Ses détracteurs, en revanche, rappellent les tensions politiques ayant marqué la fin de son second mandat, notamment les contestations liées au calendrier électoral et aux libertés publiques. Des éléments susceptibles d’alimenter les discussions diplomatiques en coulisses.

Notons que le Secrétaire général des Nations unies est recommandé par le Conseil de sécurité avant la validation par l’Assemblée générale.
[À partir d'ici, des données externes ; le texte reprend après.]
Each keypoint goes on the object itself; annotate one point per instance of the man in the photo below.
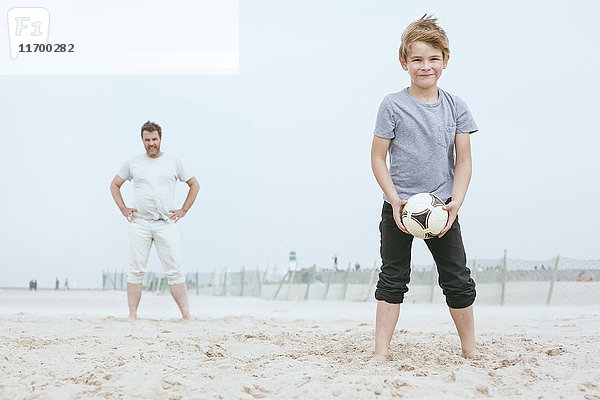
(153, 218)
Les cinq membres permanents :

  • les États-Unis,
  • la France,
  • le Royaume-Uni,
  • la Russie,
  • la Chine ; disposent chacun d’un droit de veto.

Autrement dit, la bataille sera moins médiatique que diplomatique. Alliances stratégiques, équilibres Est-Ouest et priorités sécuritaires mondiales pèseront davantage que les dynamiques politiques nationales.

À plusieurs mois de la décision finale, aucune candidature ne peut être considérée comme acquise ou compromise.

La proposition burundaise repositionne néanmoins l’Afrique dans la compétition et ouvre une séquence diplomatique qui s’annonce intense.

Au-delà des individualités, la question demeure : le continent parviendra-t-il à fédérer un soutien suffisamment large pour peser dans un processus où les grandes puissances conservent la clé du verrou institutionnel ?

La réponse se jouera dans les négociations, loin des tribunes publiques, au cœur du système multilatéral.